The United States has been one of the fastest-growing beneficiaries of the shale gas revolution that started in 2008. In 2018, the US became a net exporter of natural gas for the first time in decades. This was possible because of the development of shale gas in the US. At present, the US produces around 9 billion cubic feet of gas a day, which is around 80 percent of its total natural gas production. The US has also been exporting natural gas to Canada via the 50-year-old line that connects Alaska and the Yukon. The development of shale gas in the US has also made it possible for the country to become a net exporter of natural gas.

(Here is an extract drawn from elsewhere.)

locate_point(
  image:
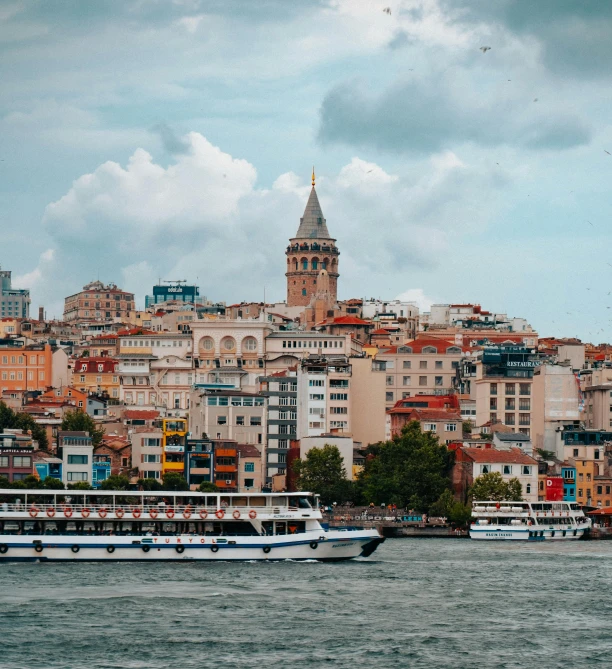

Impact on Russia’s Economy and Prices

As mentioned above, Europe is heavily dependent on natural gas imports from Russia. Natural gas is one of Russia’s key sources of revenue. More than 60 percent of Russia’s revenue comes from its gas industry. Because of this, a decline in natural gas prices can have a major impact on Russia’s economy. In the last few years, Russia has been hit by a number of economic sanctions imposed by the West, including the US and EU. During this period, natural gas prices have declined significantly. However, the impact of this is not yet visible as it will take several years to reflect in Russia’s economy.

Conclusion

The current supply and demand dynamics in the global natural gas market are having a major impact on Russia’s economy. The country has been trying to balance its relations with the West, while trying to fill the gap in its natural gas supply. However, uniting the competing demands of Europe, Asia and the United States will be challenging for Russia. The natural gas supply and demand dynamics will continue to be a major factor affecting prices in the global market in the near future.